UPDATE(3): Problems with volume on Storageworks MSA 1000

kdea_at_alpine-la.com
Date: 07/14/05

  • Next message: Credit Union Bank: "Credit Union National Association Security Notice - Card-Systems Breach"
    Date: Wed, 13 Jul 2005 17:37:22 -0700
    To: tru64-unix-managers@ornl.gov
    
    

    Hello Managers,

    The problem I've been having the the last few weeks continues. We had some
    time, so we decided to keep at it. To update, we've tried new SCSI cables,
    this time using "official" Compaq/HP SCSI cables. For some reason I can't
    explain, the new shelf came up, created a file domain, created file set,
    and mounted properly. The original sets of disks was still no change (I/O
    error). I was able to copy a lot of data this new directory with no
    problem. Later, without any warnings, after a reset, this added set of
    disks would not mount, just as the original sets of disks (I/O error)!!

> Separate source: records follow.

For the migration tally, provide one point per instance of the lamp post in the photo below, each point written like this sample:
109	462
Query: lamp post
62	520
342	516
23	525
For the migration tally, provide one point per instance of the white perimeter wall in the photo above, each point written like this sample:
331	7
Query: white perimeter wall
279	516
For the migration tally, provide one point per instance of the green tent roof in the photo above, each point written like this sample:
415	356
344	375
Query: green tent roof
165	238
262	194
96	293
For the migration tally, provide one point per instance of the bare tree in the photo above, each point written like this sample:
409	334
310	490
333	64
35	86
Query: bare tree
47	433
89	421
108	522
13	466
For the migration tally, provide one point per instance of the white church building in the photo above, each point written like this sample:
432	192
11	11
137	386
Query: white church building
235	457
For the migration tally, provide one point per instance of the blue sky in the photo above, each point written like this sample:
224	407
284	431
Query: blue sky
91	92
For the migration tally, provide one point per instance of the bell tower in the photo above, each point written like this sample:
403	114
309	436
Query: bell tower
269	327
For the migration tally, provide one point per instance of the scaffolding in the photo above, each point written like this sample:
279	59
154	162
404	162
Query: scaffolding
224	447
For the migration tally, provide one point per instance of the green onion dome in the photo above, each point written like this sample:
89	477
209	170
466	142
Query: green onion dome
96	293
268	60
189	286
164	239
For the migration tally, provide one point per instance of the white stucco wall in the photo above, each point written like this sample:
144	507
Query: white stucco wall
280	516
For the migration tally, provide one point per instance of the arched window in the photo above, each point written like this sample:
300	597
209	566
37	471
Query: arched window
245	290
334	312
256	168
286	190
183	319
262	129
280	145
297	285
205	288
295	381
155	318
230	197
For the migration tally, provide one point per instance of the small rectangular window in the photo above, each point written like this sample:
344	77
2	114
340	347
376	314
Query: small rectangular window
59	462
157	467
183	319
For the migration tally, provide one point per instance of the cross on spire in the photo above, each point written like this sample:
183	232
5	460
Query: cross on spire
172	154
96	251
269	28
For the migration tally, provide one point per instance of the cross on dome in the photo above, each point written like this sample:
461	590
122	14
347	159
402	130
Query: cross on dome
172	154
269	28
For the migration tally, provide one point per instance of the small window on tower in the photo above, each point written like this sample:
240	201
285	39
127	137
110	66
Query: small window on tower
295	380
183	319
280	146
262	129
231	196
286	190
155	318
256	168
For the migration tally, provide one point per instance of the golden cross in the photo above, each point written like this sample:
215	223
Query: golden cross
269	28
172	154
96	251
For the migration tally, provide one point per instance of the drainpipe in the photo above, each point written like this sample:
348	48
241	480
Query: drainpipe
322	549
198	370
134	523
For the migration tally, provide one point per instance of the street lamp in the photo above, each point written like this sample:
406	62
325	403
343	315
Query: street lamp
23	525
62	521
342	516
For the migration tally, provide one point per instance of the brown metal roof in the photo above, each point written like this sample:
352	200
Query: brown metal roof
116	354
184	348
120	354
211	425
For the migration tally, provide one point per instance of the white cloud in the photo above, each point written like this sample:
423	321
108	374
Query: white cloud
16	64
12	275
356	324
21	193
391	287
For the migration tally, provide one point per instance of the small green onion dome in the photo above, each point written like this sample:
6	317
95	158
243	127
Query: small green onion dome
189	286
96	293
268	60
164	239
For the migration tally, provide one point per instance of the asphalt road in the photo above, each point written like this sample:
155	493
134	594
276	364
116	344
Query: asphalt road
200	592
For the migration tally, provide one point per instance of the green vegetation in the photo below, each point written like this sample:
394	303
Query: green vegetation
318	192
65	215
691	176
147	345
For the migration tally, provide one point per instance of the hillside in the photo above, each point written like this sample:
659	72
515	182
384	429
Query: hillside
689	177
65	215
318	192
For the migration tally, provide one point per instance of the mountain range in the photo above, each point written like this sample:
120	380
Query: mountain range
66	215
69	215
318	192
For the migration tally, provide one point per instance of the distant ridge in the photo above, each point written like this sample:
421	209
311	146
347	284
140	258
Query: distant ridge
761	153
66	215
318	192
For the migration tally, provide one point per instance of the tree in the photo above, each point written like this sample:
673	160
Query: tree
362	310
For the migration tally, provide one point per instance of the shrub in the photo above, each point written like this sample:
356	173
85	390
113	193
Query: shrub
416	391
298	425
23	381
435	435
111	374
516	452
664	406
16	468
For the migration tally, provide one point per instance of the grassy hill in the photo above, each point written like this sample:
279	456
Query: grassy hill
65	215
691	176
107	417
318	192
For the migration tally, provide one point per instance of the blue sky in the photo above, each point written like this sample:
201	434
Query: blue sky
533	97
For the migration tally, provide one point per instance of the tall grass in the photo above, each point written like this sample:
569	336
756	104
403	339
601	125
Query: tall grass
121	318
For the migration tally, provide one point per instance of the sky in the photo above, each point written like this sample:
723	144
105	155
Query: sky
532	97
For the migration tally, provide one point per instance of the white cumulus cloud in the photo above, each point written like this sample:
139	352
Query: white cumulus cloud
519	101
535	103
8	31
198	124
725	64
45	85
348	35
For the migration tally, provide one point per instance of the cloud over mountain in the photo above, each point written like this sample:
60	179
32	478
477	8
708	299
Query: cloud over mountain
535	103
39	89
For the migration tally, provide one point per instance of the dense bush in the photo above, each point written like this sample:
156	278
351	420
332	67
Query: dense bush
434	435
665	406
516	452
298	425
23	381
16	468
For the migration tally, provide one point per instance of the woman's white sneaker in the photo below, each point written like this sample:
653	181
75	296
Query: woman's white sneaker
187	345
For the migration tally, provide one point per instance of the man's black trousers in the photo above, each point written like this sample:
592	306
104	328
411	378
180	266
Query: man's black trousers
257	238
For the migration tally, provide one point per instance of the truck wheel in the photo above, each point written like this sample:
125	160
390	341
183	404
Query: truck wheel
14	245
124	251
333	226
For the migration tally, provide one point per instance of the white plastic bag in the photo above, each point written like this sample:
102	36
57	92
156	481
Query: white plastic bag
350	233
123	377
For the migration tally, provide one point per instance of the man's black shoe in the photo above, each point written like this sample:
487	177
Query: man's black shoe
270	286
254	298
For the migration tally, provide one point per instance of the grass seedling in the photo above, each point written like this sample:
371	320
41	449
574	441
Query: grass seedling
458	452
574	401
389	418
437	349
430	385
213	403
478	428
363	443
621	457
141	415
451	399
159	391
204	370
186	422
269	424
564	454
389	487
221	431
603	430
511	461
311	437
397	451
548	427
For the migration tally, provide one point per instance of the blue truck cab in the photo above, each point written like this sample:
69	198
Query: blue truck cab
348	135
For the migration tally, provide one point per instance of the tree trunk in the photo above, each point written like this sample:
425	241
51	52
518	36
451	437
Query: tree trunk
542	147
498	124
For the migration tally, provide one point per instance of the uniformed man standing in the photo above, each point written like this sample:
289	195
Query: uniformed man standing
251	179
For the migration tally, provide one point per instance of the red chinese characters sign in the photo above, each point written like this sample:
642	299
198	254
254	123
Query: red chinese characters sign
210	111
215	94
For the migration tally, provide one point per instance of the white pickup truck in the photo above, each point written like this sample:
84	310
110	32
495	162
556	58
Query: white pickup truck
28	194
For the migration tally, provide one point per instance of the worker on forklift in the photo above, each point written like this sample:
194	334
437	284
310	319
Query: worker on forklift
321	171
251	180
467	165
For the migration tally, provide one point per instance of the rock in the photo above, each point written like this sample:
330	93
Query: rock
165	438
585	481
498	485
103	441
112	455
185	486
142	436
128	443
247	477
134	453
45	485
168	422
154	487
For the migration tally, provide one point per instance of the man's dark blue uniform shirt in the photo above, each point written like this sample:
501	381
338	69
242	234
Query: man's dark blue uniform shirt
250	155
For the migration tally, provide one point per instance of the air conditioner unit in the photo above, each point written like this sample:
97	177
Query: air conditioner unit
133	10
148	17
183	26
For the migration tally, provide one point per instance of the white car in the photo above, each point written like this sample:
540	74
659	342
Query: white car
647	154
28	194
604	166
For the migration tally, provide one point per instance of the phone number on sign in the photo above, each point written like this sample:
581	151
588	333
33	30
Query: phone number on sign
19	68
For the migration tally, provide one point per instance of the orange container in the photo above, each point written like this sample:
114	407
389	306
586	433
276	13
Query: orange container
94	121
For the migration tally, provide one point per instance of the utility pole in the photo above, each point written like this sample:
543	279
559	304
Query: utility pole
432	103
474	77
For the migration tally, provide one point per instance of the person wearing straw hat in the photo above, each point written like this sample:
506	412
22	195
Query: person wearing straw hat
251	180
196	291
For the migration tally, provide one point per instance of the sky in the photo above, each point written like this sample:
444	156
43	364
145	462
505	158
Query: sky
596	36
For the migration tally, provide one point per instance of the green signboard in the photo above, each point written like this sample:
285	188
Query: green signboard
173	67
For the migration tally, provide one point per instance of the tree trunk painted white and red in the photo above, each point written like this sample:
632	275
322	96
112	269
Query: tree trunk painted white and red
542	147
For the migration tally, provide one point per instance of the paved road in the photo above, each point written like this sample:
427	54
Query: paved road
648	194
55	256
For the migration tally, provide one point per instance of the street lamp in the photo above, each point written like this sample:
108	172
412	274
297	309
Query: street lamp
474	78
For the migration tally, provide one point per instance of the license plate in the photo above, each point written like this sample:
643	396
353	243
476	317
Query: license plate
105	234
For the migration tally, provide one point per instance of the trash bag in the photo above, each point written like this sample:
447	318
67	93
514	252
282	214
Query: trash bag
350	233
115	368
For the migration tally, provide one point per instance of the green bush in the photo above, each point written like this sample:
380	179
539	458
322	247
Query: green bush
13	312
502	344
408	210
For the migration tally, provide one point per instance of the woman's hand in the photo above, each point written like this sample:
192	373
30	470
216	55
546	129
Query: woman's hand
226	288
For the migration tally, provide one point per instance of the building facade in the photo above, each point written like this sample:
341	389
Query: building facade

    Without touching any hardware, I tried to delete the fileset with "rmfset".
    I didn't work. Only complaining about I/O error. So I went to the
    /etc/fdmns directory, deleted the ".advfslock_*" file and the *_domain
    directory. This effectively deleted that partition. Then, still without
    touching the hardware, I ran "mkfdmn" and "mkfset" upon the same disks, and
    it worked! Again I could mount it, and write data to it. Not touching any
    hardware, we now believe that it's a software or OS issue.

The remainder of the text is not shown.